In case you missed it, the authors basically argued that due to the circumstances of under-resourced kids outside of school, there is little we can do to improve the horrible outcomes we currently experience in almost all public schools serving these kids — who, by the way, make up over half of our students in South Carolina. The authors would have us believe that the conditions these kids face outside of school — their family incomes, transiency, and lack of access to health care, employment and mental health services — make it impossible to expect that we can achieve educational
outcomes that are consistent with more affluent children. This is indeed the soft bigotry of low expectations.

As I sat in that third-grade classroom, I watched two highly effective teachers use cutting-edge curriculum as they taught kids about “juicy words” from a book about a traveling African American family. The teachers incorporated breakout groups, effective classroom management techniques, gentle peer pressure, and pure joy of teaching to ensure that all kids participated and performed. During that session, a specialist entered the room, and a child who needed help happily dashed off to receive one-on-one instruction. It was like watching a finely tuned orchestra perform, where the whole became more than the sum of the parts! And then, what really blew me away, was that I walked into the third grade classroom next door and observed exactly the same thing happening — same book, same juicy words, same music being played by the orchestra. So what does all this mean in terms of outcomes?

If you came to one of our Friday community celebrations, where all families are invited and many attend, you would see the schoolwide culture of caring and excellence; the implementation of our “Path to Success” life skills curriculum; and the report card conferences where 100 percent attendance is guaranteed by a staff that relentlessly tracks down any absent parents and caregivers. And most importantly, you would see the bottomless commitment Brentwood’s teachers have to our kids and the comfort they take in the expectation that the child’s next teacher will care just as much
and be just as diligent as they are. If ever that expectation isn’t met, that next teacher will be managed out, because all decisions are made based on what is best for kids.

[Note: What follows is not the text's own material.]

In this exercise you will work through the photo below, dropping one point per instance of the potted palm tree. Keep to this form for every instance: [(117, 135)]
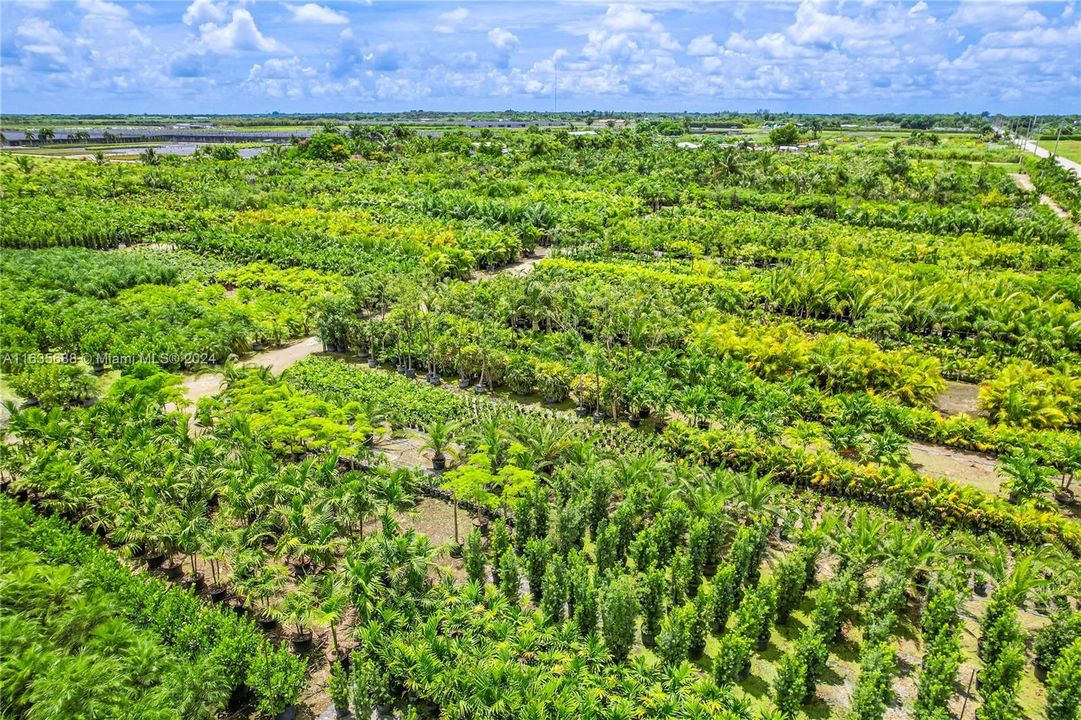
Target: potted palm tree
[(338, 689), (439, 436), (298, 610)]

And what about those pesky test scores? Look at how Brentwood’s standardized MAP test results from last spring compared to all other North Charleston Title I schools. At Brentwood, 80 percent of students scored in the top two quartiles, and only 6 percent in the bottom quartile. By comparison, only 36 percent of test results for students at other North Charleston Title I schools were in the top two quartiles, and fully 35 percent in the bottom quartile. Can you imagine? Top two quartiles means college or vocational school, good job, bright future … while bottom quartile means dropout or best case social promotion through school.

Those scores put Brentwood’s K-2nd grades in the 78-97th percentile out of approximately 15,000 schools that take the MAP test; and North Charleston in just the 13-25th percentile. Same kids, same neighborhood, same circumstances … radically different outcomes.

To be sure, in order to achieve these results it takes enormous change from the status quo of public education. But the next time someone says we can’t do better in educating our kids because of where they come from, get angry because it’s just not true. We can do so much better. We know because we are already doing it.


Benjamin Navarro is the founder of Meeting Street Schools and founder and CEO of Sherman Financial Group, a Charleston-based global investment company.